Forschung, Industrie, Politik und Medien
Medizinische Erkenntnisse: erforscht oder "erkauft"?
Medizinische Studien, Statistiken zur Wirksamkeit von Medikamenten, Leitlinien zur Behandlung von Krankheiten - sind diese "neutral" und unanfechtbar?
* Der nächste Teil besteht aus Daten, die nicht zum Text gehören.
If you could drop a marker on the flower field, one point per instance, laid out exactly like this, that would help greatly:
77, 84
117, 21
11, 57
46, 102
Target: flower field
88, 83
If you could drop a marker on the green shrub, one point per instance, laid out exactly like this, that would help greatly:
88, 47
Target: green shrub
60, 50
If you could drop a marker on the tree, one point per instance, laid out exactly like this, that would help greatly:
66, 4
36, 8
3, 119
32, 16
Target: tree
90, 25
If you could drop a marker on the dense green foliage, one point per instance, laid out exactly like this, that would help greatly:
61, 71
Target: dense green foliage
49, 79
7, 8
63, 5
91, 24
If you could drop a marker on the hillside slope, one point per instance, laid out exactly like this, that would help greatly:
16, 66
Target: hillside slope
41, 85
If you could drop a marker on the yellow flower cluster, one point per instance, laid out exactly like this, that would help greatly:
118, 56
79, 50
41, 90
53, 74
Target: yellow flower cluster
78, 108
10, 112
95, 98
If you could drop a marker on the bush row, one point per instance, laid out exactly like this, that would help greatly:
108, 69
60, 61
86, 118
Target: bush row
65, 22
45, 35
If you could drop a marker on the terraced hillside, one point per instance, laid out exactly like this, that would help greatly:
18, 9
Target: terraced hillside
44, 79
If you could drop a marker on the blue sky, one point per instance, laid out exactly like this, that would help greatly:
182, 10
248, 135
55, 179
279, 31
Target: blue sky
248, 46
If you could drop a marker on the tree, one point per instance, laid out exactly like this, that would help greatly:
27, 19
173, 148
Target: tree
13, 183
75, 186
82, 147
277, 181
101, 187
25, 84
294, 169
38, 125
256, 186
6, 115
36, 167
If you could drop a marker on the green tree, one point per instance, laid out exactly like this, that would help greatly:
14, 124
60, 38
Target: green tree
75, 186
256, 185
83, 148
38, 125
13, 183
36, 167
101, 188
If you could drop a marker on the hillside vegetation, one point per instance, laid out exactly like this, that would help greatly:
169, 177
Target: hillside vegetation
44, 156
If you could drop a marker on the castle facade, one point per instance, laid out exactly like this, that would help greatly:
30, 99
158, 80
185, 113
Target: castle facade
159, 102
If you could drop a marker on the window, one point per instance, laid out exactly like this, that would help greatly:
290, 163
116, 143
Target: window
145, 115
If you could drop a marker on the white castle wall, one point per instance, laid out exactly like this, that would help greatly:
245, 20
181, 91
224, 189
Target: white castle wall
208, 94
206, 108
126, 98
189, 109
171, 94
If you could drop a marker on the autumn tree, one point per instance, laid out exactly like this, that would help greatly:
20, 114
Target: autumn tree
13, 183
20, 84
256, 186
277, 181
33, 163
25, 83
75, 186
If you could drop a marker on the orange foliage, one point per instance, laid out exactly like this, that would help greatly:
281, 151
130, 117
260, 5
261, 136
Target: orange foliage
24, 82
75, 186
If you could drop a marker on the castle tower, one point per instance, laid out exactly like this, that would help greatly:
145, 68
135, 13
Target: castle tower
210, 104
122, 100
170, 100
Oder sind sie vor dem Hintergrund wirtschaftlicher Interessen und/oder von Voreingenommenheit entstanden?
8. April 2017, 21:58
Die Glaubwürdigkeit von Studien und Empfehlungen zu hinterfragen, dafür ist Claudia Wild bekannt, sie die Direktorin des Ludwig Boltzmann-Institutes für Health Technology Assessment in Wien; nach Eigendefinition eine unabhängige Instanz, die der Politik und der Gesundheitsverwaltung "wissenschaftliche Grundlagen für Entscheidungen zu Gunsten eines effizienten und angemessenen Ressourceneinsatzes" liefern möchte.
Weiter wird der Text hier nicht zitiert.